Submitted by bo_peng t3_11teywc in MachineLearning
I try the "Alpaca prompt" on RWKV 14B ctx8192, and to my surprise it works out of box without any finetuning (RWKV is a 100% RNN trained on 100% Pile v1 and nothing else):
You are welcome to try it in RWKV 14B Gradio (click examples below the panel):
https://huggingface.co/spaces/BlinkDL/ChatRWKV-gradio
Tips: try "Expert Response" or "Expert Long Response" or "Expert Full Response" too.
===================
ChatRWKV v2 is now using a CUDA kernel to optimize INT8 inference (23 token/s on 3090): https://github.com/BlinkDL/ChatRWKV
Upgrade to latest code and "pip install rwkv --upgrade" to 0.5.0, and set os.environ["RWKV_CUDA_ON"] = '1' in v2/chat.py to enjoy the speed.

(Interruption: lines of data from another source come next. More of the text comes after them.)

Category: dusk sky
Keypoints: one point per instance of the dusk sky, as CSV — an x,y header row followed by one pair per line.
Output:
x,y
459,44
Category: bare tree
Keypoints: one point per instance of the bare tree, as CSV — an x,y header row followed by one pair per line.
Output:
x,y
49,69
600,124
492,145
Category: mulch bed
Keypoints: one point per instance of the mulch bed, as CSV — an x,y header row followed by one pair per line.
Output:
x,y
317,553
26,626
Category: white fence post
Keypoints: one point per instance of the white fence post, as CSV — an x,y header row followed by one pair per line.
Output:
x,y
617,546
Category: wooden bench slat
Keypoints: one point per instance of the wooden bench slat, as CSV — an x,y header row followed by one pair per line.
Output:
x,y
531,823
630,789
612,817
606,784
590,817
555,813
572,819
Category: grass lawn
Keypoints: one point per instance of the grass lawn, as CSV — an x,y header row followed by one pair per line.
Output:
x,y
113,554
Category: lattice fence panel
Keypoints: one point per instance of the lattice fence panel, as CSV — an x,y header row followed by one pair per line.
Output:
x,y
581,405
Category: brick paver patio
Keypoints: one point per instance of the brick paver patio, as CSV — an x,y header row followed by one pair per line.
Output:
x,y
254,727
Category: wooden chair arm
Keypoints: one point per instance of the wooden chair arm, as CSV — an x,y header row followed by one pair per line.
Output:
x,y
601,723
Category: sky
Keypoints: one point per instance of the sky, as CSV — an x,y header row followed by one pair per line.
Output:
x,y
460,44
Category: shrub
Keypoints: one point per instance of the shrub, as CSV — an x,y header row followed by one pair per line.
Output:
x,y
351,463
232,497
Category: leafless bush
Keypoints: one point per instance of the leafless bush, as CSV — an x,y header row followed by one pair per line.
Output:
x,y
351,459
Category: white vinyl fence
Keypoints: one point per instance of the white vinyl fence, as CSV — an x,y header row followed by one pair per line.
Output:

The inference speed (and VRAM consumption) of RWKV is independent of ctxlen, because it's an RNN (note: currently the preprocessing of a long prompt takes more VRAM but that can be optimized because we can process in chunks).
Meanwhile I find the latest RWKV-4-Pile-14B-20230313-ctx8192-test1050 model can utilize a long ctx:
yehiaserag t1_jcj305q wrote
How does that version compare to "RWKV-4-Pile-14B-20230228-ctx4096-test663"?